I hesitated. Was this another test? "Lord," I said slowly. "I shall do whatever you command. Sid Guy has given no orders other than that I should deliver the message."

"However you can't take a message for me, can you, if you stay in here?" Reynauld considered for a moment. "No, I think you are what you claim to be. If you wish to go, you are free to do so. We'll arrange a truce for you."

"Lord," the man who had brought me stepped forward. "If you are letting him go, why not gain some credit with the sultan? Give him a purse of money and tell the sultan that you forgive him for breaking the sultan's truce and entreat the sultan to be merciful to him."

"Merde," Reynauld snarled, his face suddenly angry. "What do I care for the sultan's opinion?" He thought for a moment and then waved his hand. "Do what you like. We can't have them suspecting our friend here." He turned back to me. "Tell your lord - and he will tell the king - that we can hold out as long as necessary. We have food and the cisterns are as full as you can expect at this time of year."

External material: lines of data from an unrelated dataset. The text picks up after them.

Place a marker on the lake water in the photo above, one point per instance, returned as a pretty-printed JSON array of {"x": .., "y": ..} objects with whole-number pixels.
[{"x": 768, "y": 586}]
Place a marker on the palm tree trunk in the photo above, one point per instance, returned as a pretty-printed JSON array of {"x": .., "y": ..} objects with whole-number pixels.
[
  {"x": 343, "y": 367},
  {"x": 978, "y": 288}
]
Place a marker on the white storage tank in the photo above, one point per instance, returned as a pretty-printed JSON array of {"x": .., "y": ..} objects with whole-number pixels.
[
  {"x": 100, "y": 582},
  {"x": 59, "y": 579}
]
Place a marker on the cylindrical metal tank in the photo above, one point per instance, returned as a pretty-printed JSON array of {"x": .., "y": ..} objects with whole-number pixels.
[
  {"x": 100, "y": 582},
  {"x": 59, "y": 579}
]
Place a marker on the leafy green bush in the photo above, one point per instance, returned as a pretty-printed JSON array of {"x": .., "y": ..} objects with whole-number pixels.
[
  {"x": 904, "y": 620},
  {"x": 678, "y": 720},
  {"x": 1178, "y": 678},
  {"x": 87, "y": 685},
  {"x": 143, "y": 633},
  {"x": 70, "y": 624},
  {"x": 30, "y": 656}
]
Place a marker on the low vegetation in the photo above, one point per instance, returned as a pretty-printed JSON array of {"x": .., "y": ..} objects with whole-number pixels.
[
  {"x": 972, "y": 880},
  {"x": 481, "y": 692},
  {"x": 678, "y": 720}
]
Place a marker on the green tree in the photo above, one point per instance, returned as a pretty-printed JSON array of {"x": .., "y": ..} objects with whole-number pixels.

"There are the people from the city, lord," one of the clerks spoke up.

"True," Reynauld considered for a moment. "Tell the king that we can certainly hold out for a month or even two months, but after that we may have to pull our belts in."

I repeated the message to show that I had understood it and then the man who had brought me led me back to the gate and bade me stand by the postern.

"I'll climb up and organise the truce for you," he said and disappeared through a small door.

It was dark in the vaulted hall and I paid no attention when an old woman shuffled up to me and peered into my face, so I was startled when she spoke to me in French.

"Fuad! It is you, isn't it?"

I stared at her in the gloom and suddenly recognised her.

"Madame Melisende! Are you well?"

She put her hand on my shoulder. "Have you been in the town, Fuad? What has happened to my house?"

"The house is safe, Madame," I told her. "As for the things inside, I could not see, for one of the Sultan's great ones is living in it now."

"Well, at least they haven't burned it," she sighed and then chuckled. "I hope they enjoyed the meal I left them half-cooked."

"You left a meal for them?" I asked in surprise.

"Not for them," Madame Melisende chuckled again. "I was busy in my kitchen when I heard the crash as the wall collapsed. Fortunately one of the soldiers had told me it was about to fall so I knew what the sound meant and just ran out of the house and came here. Others were not so lucky."

She suddenly shook me with surprising strength in her arms. "We only just made it, you know. Your sultan's men were hard on our heels and probably would have pressed into the castle before we could close the gate only a knight called Ivan stood on the bridge and held them off alone while some of the men-at-arms hewed down the supports with their swords and battle axes."

I was about to ask her whether Dame Katerina had also escaped when the man came out of the door and beckoned to me. On an impulse I fell to my knees and caught at Madame Melisende's hand.

"Bless me, mother, even as you bless Harun."

"Ah my son," she said, making the Nasrani sign over me with much larger gestures than I had dared on the slope. "Go with God and come again in better times."

I rose to my feet and kissed her hand, then went over to where the man was waiting.

"You know her?" he asked.

"I stayed with her once," I said.

He nodded. "She's all right," he said. "She's got guts. Some of the others . . . pah! A whole troupe of troubadours came here for the wedding and by Saint Dennis, I've never seen such cowards in my life. You'd think they'd try to use their art to encourage the others but not them. They're down in the cellar weeping every time a stone hits us. Here, take this."

He thrust a heavy purse into my hands and unbolted the postern.

"Off you go and good luck," he said, finally smiling.

I stepped out into the sunlight and at once the postern thudded shut behind me. I climbed down into the ditch but at the bottom I stopped and turned to wave up at the casle, at the same time slipping the purse into my girdle. It had suddenly occurred to me that letting the Sultan's men see it might not be a good idea.